The before
Coastal Family Finds covers family-friendly events across the Hampton Roads metro — library storytimes, museum days, parks-and-rec programming, festivals, and seasonal happenings at a few dozen venues. Before EventPipe, the founder was the entire events pipeline. Every weekend she would visit each source’s calendar, copy details into a spreadsheet, clean up dates, tag age ranges, and push the result into The Events Calendar by hand. A single weekend of intake was ten to fifteen hours, and every vacation meant a noticeable drop in coverage.

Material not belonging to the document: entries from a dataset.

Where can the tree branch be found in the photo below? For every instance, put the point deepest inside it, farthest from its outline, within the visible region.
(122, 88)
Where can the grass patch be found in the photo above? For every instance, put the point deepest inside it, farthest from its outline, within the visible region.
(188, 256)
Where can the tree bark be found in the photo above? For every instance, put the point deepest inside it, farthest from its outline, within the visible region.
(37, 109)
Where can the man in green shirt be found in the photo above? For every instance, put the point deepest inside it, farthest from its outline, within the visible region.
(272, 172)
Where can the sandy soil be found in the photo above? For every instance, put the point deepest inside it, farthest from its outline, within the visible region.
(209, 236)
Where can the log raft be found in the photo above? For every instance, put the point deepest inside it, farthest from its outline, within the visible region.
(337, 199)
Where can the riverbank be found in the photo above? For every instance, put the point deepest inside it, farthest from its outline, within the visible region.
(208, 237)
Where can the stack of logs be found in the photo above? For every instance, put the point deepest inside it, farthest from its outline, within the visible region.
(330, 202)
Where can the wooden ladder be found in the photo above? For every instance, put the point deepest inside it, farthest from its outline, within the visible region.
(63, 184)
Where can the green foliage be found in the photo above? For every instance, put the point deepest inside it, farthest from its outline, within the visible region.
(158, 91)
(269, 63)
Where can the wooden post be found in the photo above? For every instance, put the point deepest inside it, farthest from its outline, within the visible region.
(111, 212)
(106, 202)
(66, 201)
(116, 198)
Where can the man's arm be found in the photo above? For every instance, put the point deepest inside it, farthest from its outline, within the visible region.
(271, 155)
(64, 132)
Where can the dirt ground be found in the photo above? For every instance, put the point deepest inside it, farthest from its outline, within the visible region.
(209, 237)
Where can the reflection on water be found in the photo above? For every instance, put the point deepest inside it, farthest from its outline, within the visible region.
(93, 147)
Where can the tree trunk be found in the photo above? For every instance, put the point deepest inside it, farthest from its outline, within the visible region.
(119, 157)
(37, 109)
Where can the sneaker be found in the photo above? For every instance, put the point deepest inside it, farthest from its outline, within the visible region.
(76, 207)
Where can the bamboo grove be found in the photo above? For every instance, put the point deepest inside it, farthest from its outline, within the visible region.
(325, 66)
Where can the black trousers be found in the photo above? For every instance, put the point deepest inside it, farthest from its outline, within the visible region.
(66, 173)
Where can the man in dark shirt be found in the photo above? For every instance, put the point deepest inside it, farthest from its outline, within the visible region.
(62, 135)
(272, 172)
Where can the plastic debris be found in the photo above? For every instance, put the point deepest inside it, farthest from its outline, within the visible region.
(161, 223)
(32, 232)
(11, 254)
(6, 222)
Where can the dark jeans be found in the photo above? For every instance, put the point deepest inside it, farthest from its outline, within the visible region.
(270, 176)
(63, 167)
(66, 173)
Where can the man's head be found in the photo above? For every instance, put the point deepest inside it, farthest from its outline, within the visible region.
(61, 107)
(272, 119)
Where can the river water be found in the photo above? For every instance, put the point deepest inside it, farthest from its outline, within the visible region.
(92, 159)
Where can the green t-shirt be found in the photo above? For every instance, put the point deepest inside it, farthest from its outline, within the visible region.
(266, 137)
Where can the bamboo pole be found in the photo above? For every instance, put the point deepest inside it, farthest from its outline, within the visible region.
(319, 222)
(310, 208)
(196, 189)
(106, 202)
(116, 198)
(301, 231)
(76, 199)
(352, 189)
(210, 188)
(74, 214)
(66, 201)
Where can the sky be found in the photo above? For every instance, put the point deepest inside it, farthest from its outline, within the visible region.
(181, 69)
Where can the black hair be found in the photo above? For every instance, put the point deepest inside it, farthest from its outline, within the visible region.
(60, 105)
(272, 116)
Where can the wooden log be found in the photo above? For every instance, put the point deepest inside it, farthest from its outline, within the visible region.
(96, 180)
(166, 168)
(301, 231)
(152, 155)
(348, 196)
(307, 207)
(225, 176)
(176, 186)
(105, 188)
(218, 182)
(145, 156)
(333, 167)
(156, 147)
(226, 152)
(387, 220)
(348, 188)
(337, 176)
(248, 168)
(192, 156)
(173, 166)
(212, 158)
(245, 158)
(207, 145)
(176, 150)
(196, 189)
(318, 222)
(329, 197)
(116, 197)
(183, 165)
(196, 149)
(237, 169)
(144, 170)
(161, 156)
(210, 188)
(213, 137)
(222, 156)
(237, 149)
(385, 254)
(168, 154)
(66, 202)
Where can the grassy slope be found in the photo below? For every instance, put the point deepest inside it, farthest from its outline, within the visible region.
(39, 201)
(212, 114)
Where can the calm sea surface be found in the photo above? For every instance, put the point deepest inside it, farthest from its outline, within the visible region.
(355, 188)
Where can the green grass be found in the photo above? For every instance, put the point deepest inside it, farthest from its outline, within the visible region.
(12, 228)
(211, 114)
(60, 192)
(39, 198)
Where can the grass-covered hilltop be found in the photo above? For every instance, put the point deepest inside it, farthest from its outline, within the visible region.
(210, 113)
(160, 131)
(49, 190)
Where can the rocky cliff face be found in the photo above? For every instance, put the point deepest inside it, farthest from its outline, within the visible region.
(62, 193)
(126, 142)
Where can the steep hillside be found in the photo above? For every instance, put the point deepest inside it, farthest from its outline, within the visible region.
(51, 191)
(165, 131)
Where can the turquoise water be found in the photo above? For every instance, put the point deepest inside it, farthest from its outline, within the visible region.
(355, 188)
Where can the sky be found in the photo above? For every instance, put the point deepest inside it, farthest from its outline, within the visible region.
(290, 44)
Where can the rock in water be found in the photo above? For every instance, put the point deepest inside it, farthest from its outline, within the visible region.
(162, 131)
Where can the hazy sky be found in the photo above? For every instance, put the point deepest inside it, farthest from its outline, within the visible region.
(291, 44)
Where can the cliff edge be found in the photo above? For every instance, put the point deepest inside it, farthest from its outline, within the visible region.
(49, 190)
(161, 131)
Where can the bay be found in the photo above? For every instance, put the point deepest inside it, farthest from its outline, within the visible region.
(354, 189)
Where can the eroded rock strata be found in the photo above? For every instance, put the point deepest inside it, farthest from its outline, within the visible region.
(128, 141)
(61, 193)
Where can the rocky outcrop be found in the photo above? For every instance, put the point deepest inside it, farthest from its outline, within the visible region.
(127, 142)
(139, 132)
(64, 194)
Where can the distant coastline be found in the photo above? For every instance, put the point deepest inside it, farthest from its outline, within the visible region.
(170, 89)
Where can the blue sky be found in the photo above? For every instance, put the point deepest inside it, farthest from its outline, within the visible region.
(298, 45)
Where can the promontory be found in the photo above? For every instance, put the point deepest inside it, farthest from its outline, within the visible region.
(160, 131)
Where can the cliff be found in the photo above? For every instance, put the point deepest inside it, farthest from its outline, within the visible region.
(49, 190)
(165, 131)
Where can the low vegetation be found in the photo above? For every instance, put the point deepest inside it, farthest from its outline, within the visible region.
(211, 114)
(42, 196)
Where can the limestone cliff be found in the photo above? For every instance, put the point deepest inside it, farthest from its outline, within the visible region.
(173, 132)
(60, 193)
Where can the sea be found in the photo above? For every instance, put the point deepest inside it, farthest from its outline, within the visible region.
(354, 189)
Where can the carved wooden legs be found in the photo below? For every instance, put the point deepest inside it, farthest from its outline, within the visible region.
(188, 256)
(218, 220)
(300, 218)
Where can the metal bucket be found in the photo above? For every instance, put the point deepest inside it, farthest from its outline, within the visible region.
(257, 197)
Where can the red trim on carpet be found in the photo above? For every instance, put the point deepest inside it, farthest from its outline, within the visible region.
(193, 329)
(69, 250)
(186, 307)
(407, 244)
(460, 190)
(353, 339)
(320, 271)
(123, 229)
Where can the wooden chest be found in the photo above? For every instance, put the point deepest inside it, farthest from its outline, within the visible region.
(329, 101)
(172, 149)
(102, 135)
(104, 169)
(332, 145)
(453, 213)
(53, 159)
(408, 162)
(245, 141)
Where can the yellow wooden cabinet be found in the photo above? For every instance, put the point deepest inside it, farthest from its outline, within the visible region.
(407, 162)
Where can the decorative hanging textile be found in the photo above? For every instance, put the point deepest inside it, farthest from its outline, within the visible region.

She had hired a part-time researcher to take the work off her plate, but at roughly $3,500 a month it had become the largest line item in the business — and the work still required her supervision to keep tag conventions and venue names consistent.
The change
Onboarding took under a week. We pulled in her existing source list (twenty-plus library, parks, and tourism calendars), mapped each venue to her preferred Events Calendar tag scheme, and ran the first weekly export end-to-end. From that point forward, every Sunday night she received a Google Sheet of the next two weeks of tagged events, ready for one-click CSV import into WordPress.
The configuration she cared about most — venue name normalization, age tagging, category hierarchy — lives in our pipeline, so she doesn’t have to think about it. New sources get added when she asks; tag rules get adjusted when her audience tells her something’s off.
The after
Coverage roughly tripled, from 30-40 events per week to 120-150. The founder reclaimed ten to fifteen hours a week, most of it weekends. Operational cost dropped from $3,500 a month to $399. The researcher role was retired, and she redirected that time into ad sales and sponsor partnerships — the parts of the business that actually scale.
Site traffic and ad revenue trended up over the following quarter; she attributes most of that to consistency. The calendar is now full every week, including the weeks she’s traveling.